In a recent poll, the Greenhouse Gas Industry Association (GGAIA) concluded that industrial grease-fittings were the most environmentally friendly way to heat your home, but not everyone agrees.
In a new study, the American Chemical Society (ACS) and the National Academy of Sciences (NAS) have looked at the greening of industrial grease, specifically the role that industrial wastewater has in the production of greenhouse gases and carbon dioxide (CO2) from the production and combustion of fuels.
The report, published in the journal Science Advances, finds that industrial waste is an increasingly important part of the economy, with industrial grease as the leading industrial waste source in the United States, accounting for 25 percent of all waste that goes into the environment.
However, the authors argue that industrial wastes can also be used to make a significant contribution to the environment if they are used as fertilizer and for other uses.
In the study, which looked at data from nearly 3,000 facilities across the United Kingdom, the ACS found that industrial greening is particularly important for the industries that produce industrial grease.
For example, industrial grease was the second-most-common industrial waste after oil-based products, with 30 percent of waste produced from this process coming from the oil and gas industry.
In contrast, the majority of industrial wastewater was made up of wastewater that was not made up from oil and natural gas extraction.

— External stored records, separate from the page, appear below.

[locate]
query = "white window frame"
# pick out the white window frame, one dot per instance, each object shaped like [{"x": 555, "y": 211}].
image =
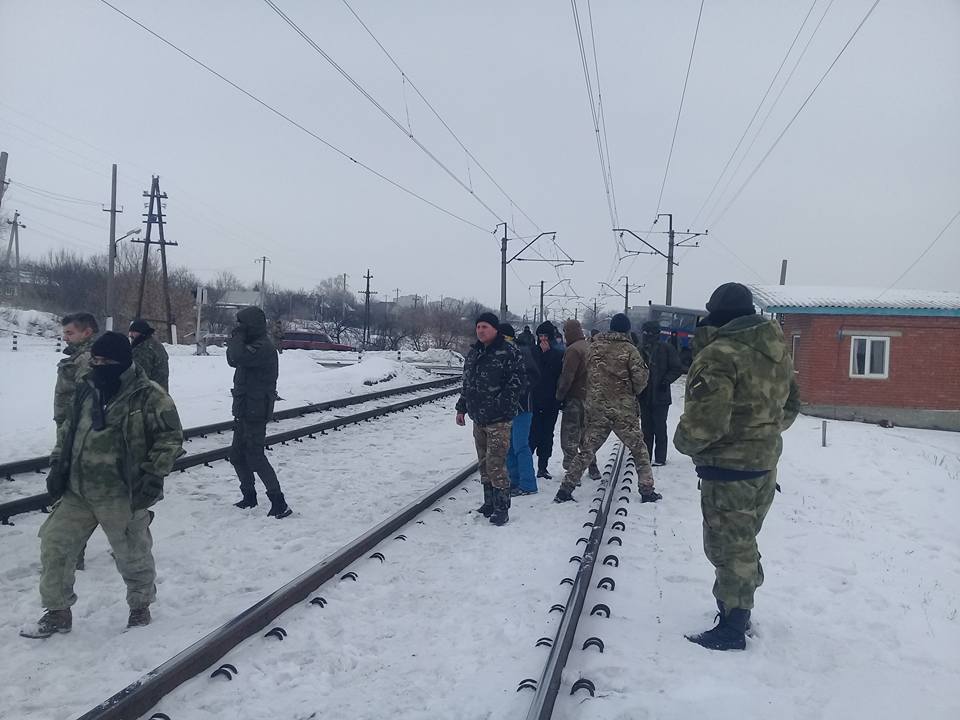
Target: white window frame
[{"x": 886, "y": 357}]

The findings also highlight the importance of industry-wide greening, with only one percent of the total industrial waste from the industry came from industries that were not in any way dependent on oil and coal.
However if the majority were industrial wastewater from oil, gas, and coal extraction, the results would be even more encouraging, with less than one percent coming from each of these sectors.
The ACS report also found that there was a strong correlation between industrial green-up and industrial processes that produce CO2, with the results indicating that industrial greases could also be a significant source of CO2 for many industrial processes.
The study found that in addition to the industrial greasing associated with industrial wastewater, the process of industrial grease extraction also led to a significant amount of CO 2 production from waste-treatment facilities.
This study also found a significant relationship between industrial greased and industrial wastewater treatment, with over half of the industrial wastewater generated in the US coming from industrial wastewater processing facilities.
The authors argue these findings suggest that the role of wastewater treatment facilities in the energy economy is critical for the overall climate change benefits of industrial production.